Lutiniko Landu Miguel Pedro
Dr. Lutiniko Landu Miguel Pedro is a Mennonite pastor at Antioquia and teaches at Instituto Biblico e de Missiologia em Angola (IBMA). He previously served as General Secretary of the Inter-Mennonite Conference in Angola. He has a Ph.D. in Missiology from the University of Pretoria.
Elias Opongo
Elias O. Opongo, S.J. is a Jesuit priest, a conflict analyst and peace practitioner, and immediate former director of Jesuit Hakimani Centre in Nairobi. He is a Ph.D. candidate in peace and conflict studies at University of Bradford and holds a Master's degree in International Peace Studies from University of Notre Dame, Indiana. He has taught conflict transformation in a number of academic institutions in Eastern Africa and the United States and has published three books: Peace Weavers: Methodologies of Peace Building in Africa (Paulines Publications, 2008); Faith Doing Justice: A Manual for Social Analysis, Catholic Social Teachings and Social Justice (Paulines Publications Africa, 2007); and Making Choices for Peace: Aid Agencies in Field Diplomacy (Paulines Publications Africa, 2006).
Matthews Ojo
Dr. Matthews A. Ojo is a Professor in the Department of Religious Studies at Obafemi Awolowo University in Ile-Ife, Nigeria.
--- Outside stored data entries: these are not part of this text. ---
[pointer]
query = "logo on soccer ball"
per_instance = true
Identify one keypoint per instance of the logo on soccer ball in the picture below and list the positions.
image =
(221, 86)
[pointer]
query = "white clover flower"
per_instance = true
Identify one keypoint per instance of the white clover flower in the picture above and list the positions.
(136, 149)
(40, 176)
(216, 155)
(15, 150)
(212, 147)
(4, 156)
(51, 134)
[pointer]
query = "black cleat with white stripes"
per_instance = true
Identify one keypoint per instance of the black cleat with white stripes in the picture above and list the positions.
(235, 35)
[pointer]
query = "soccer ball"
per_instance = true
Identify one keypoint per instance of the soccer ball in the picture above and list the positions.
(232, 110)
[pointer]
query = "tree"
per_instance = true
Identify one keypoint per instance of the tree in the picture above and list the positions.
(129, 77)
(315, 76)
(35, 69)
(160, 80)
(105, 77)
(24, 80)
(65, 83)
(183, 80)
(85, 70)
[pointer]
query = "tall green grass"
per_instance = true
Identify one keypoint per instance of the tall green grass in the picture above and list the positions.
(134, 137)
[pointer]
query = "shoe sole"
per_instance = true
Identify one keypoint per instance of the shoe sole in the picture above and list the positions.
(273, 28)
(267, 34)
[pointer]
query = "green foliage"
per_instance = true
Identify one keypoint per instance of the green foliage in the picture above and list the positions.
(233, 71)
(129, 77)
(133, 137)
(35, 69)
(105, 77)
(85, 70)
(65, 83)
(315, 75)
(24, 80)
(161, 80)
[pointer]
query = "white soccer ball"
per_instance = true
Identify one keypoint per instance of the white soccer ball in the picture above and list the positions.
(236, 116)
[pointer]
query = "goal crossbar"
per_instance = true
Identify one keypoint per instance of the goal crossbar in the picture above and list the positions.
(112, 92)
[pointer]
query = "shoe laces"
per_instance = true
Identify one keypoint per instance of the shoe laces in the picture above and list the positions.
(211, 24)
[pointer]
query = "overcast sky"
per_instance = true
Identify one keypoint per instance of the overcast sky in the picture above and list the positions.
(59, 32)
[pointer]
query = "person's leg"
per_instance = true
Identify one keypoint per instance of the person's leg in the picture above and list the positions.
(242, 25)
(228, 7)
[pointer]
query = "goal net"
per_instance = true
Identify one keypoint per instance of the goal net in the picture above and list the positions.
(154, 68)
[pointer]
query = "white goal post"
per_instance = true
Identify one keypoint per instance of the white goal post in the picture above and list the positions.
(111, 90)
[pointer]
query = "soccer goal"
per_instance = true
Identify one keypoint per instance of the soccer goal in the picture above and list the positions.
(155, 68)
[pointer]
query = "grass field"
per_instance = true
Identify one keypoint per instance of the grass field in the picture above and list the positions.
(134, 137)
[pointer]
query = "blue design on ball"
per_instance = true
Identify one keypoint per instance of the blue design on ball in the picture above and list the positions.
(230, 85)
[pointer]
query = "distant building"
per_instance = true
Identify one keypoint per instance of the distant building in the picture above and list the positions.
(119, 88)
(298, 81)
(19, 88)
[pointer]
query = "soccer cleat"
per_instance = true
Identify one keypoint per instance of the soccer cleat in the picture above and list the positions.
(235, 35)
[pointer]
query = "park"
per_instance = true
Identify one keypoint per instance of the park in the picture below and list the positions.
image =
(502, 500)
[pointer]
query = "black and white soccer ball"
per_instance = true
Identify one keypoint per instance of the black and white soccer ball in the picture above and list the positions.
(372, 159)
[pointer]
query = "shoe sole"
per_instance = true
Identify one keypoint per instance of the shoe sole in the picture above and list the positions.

His research focuses on African Christianity, with special interest in the dynamics of Pentecostal and charismatic movements in Africa and indigenous Protestant missions from Africa. His recent work has examined the media and religion in Nigeria, religion and politics in Nigeria, and religion and migration in West Africa. His most recent book is The End-Time Army: Charismatic Movements in Modern Nigeria (Africa World Press, 2006).
Nyansako-ni-Nku
The Rt. Rev. Nyansako-ni-Nku served as President of the All Africa Conference of Churches from 2003-2008, having also provided ecumenical leadership as a member of the World Council of Churches' Central Committee and its Faith and Order Commission. In addition, he served as Moderator of the Presbyterian Church of Cameroon from 1999-2009 and, previously, as the denomination's General Secretary. His publications include Cry Justice! The Church in a Changing Cameroon (Presbyterian Church in Cameroon, 1993), which he edited.